Yes she destroys stuff when im there aswel, just sneakily does it, pretends she is sleepin then starts chewing when my back is turned! Little monkey she is!

can i buy that dog food from any pet shop? She is a really fussy eater when it comes to her own food, although will eat anythin if its not in hel


----------



## BeagleOwner777 (Jun 2, 2010)

she is usually left for around 3 to 4 hours a day! 

Yes she destroys stuff when im there aswel, just sneakily does it, pretends she is sleepin then starts chewing when my back is turned! Little monkey she is!
can i buy that dog food from any pet shop? She is a really fussy eater when it comes to her own food, although will eat anythin if its not in bowl.

Thanks for the help xxx


----------



## Ducky (Nov 23, 2008)

sorry been a while to reply!!

if you do see her chewing on things shes not supposed to, i would try and do a swapsie with her, to give her something she is allowed to chew. she is in her rebellious stage though hehe. she will try and get up to as much mischief as possible right now.

with regards to the food, burns you can only buy in independent pet shops. you wont find it in pets at home or anything. and the same with arden grange. however you can buy them online if no pet shops near you stock it. there are usually some quite good deals online too!


----------



## topcat (Sep 7, 2009)

BeagleOwner777 said:


> Hi,
> 
> The trainers haven't given any advice apart from to squirt water in her face when she barks, but this just makes her really grumpy and bark more.
> 
> Kim


Change your trainer for starters - no reputable trainer would tell you to do that.

Reintroduce the crate. A dog needs to feel secure when you're not there and leaving them with a big area to run around in doesn't do that. Our beagle mostly stays in his crate of his own accord anyway, and we now just leave the door open 24/7. He's just turned one, but we always shut him in his crate when we went out and at night until he was about 8 months.

We did turn out half a skips worth of Hector-produced destruction from the garden this spring, and I don't think I'll be growing anything this summer!
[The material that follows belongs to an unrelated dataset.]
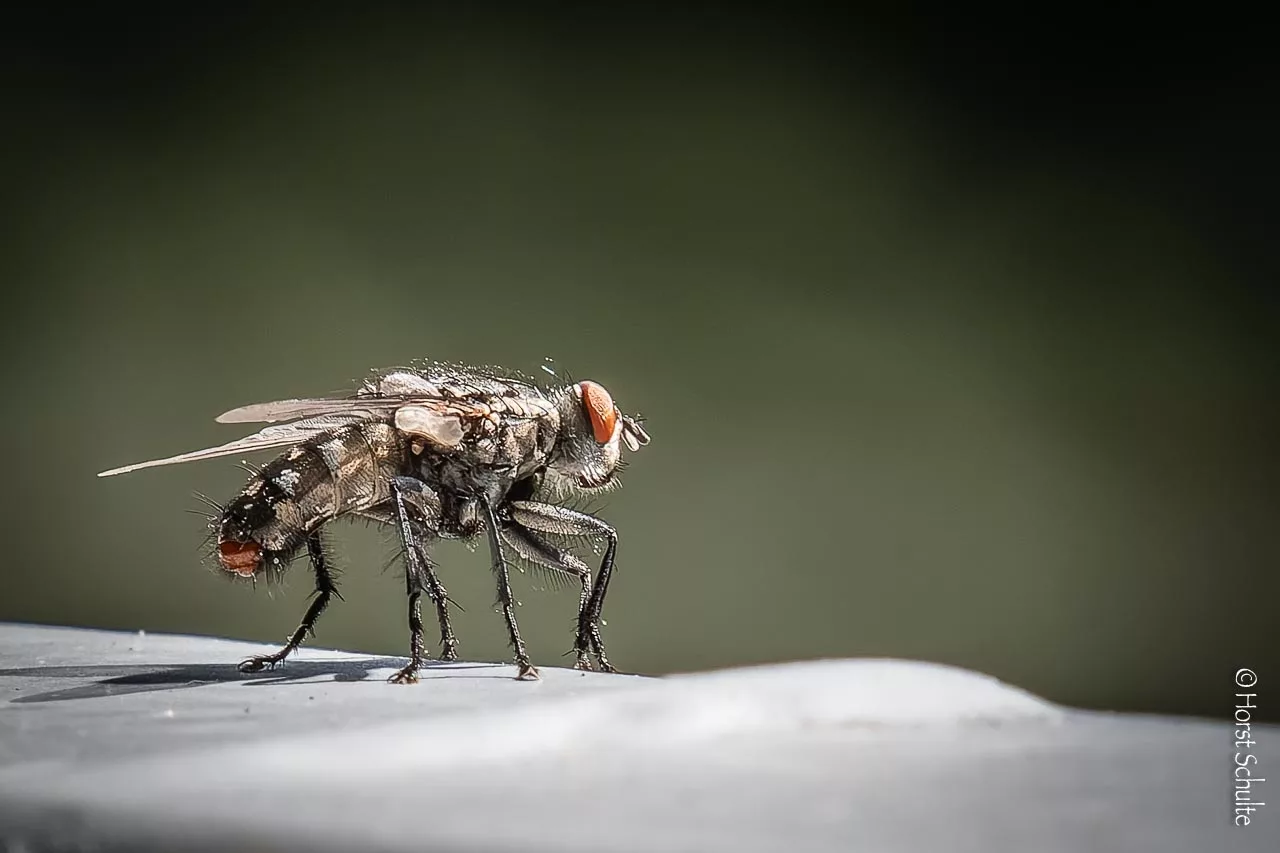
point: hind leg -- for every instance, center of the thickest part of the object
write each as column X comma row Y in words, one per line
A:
column 324, row 591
Beagles are very intelligent dogs so lots of short training sessions and a couple of energetic walks a day and she should start calming down.


----------



## victoriaj (Oct 21, 2009)

i really sympathise with you. i also have a female beagle she is 8 months old.

i haven't had a dog for years and she has been a real eye opener!!

she will also pull strips off the garden fence and she has chewed every arm on my garden chairs.

she loves eating dog poop when we are out so she now wears a muzzle when we are out walking.

i haveto say tho that she is a lot calmer than she used to be and she goes in her crate no problem when she is left and at night.

she is now fed on skinners and some naturediet and she is doing great on it.

she can sometimes be defiant especially when we are out on a walk and she picks up every little scrap on the pavement she can find!!

she also sometimes barks at you if she is being ignored but we just pay no attention and she has started to do it less now.

hard work but lovely dogs!!


----------



## theevos5 (Dec 24, 2009)

victoriaj said:


> i really sympathise with you. i also have a female beagle she is 8 months old.
> 
> i haven't had a dog for years and she has been a real eye opener!!
> 
> ...


wow you could be talking about my Beaglehere are the photos of our fence and chairs to prove it!Don't be fooled by the hound dog eyes he is the devil in disguise:devil:


----------



## victoriaj (Oct 21, 2009)

lol peas in a pod mine and yours i think!!! although i haveto say she has a long walk in the morning and then she sleeps most of the morning!! i'm home with her most of the time too only leave her when we go out shopping or socialising so she has a lot of attention ... beagles def need it!!


----------



## theevos5 (Dec 24, 2009)

Ye Alf too gets walked in the morning and will sleep well afterwards,never had a problem with sleeping,he loves it especially of a night,he needs 12 hours at least,thats to make up for all his menacing during the day though I am also home most of the day,apart from the occasional shopping trip or visiting family etc,so he too gets his fair share of the cuddles and attention.I do remember a time not so long ago that I was houseproud!Getting rather difficult now which the chewing and the michief making....wouldn't have it any other way though.I like having splinters in my arms off the outside chairs


----------



## victoriaj (Oct 21, 2009)

you've just got to love them haven't you? sometimes when we're out i call her and she looks at me then just turns and carries on in the opposite direction! the only thing to bring her back is cheese!!!!!!!!!!


----------